In 1718, Abdali tribesmen gathered at Herat to elect a new leader. Zaman Khan, supported by the Alakozai tribe, was chosen as chief, and imprisoned Abdullah Khan, a rival elder, who died in captivity. This marked Zaman Khan’s full control over Herat and its surrounding territories.

==Battle of Kafir Qala==

In 1719, the Safavid commander Sufi Quli Khan Turkistan-Ughli advanced toward Herat with a large army from Mashhad. Zaman Khan led the Abdali forces against him at Kafir Qala, where the Safavid army was defeated and its commander killed on 19 May 1719, thus saving the city of Herat from doom.

==Governance==
Following his victory, Zaman Khan issued an administrative decree in the summer of 1719, which ordered his official, Yahya Khan, to lead a contingent against a local rebel named Qasim Baluch, who had harassed the people of Tabas and Qa’in.

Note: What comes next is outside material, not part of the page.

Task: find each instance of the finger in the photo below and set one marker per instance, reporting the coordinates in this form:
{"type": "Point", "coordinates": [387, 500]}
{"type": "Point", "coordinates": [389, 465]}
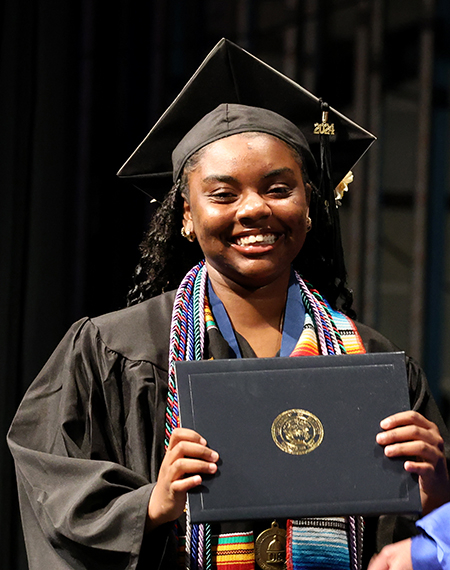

The document emphasized justice and security, quoting the maxim “Kingship can endure with unbelief but not with tyranny.” The decree represents one of the earliest surviving records of Abdali rule in Herat and an effort to legitimize local authority after the decline of Safavid power.

==Death and succession==
Zaman Khan ruled Herat for about two and a half years before being overthrown and killed in June 1721 during internal Abdali conflicts. Some accounts attribute his death to the sons of Abdullah Khan, possibly Mohammad Khan or Allahyar Khan. He was succeeded briefly by Muhammad Khan and later by his own son, Zulfiqar Khan, who ruled until 1724.